“Tienen que nacer de nuevo, de lo alto del Espíritu” (Jn
3, 7b-15). Jesús les está revelando a sus discípulos acerca de una nueva forma
de nacer, una forma de nacer que es desconocida para los hombres: se trata del
nacimiento de lo alto, del nacimiento del Espíritu Santo. Nicodemo no entiende
de qué le está hablando Jesús, cree que, literalmente, un hombre debe nacer de
nuevo tal como nace por primera vez, es decir, desde el vientre de la madre.

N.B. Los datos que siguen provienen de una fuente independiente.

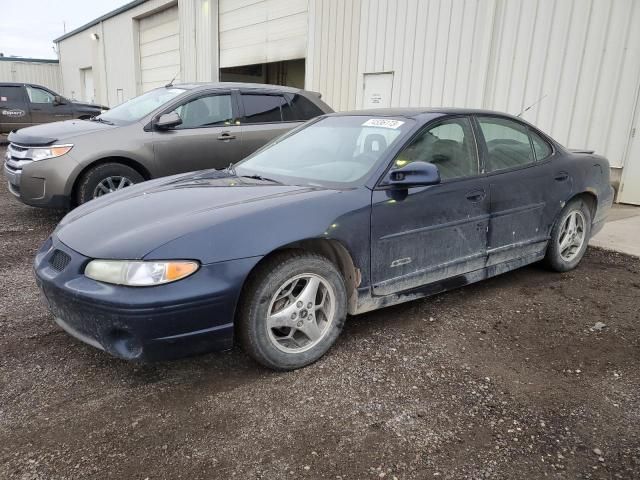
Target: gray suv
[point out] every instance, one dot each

Pero Jesús le aclara de qué se trata: es un nacimiento nuevo, desconocido para
los hombres, un nacimiento de Dios, un nacimiento del Espíritu Santo de Dios. Luego
Jesús les da una señal de cómo se habrá de producir este nuevo nacimiento, como
consecuencia de la efusión del Espíritu Santo y es cuando les anticipa
proféticamente que Él habrá de ser crucificado y traspasado: “Así como Moisés
elevó en alto la serpiente, así es necesario que el Hijo del hombre sea elevado
en alto, para que todo aquel que crea en Él, tenga vida eterna”. El “ser
elevado en alto” es, por supuesto, el momento de la crucifixión y el modo en el
que los que crean en Él tendrán vida eterna, es cuando reciban, a través de su
Sangre derramada en la cruz, el Espíritu Santo. Es decir, el Espíritu Santo que
el mismo Jesús les infundirá a los discípulos con la Sangre derramada en el
Calvario, es el mismo Espíritu que se infundirá a través de los Sacramentos,
principalmente el Sacramento del Bautismo y es el que concederá a los hombres
que lo reciban la Vida eterna, la Vida divina, la Vida absolutamente
sobrenatural del Sagrado Corazón de Jesús, que es a su vez la Vida Eterna de la
Trinidad.
“Tienen que nacer de nuevo, de lo alto del Espíritu”. Desde
que recibimos el Bautismo sacramental, desde ese momento, iniciamos una nueva
vida, la vida de los hijos de Dios, porque recibimos el Espíritu Santo que nos
hizo nacer de lo alto, no ya como hijos humanos de padres humanos, sino como
hijos adoptivos del Padre celestial. Ésa es la razón por la que nuestro ser,
nuestros pensamientos, nuestros deseos, nuestras obras, nuestras palabras,
deben reflejar la vida nueva de los hijos de Dios, quienes “estamos en este
mundo, pero no somos de este mundo”, porque pertenecemos al Reino de los cielos
y hacia Él nos dirigimos cada día que pasa en esta vida terrena.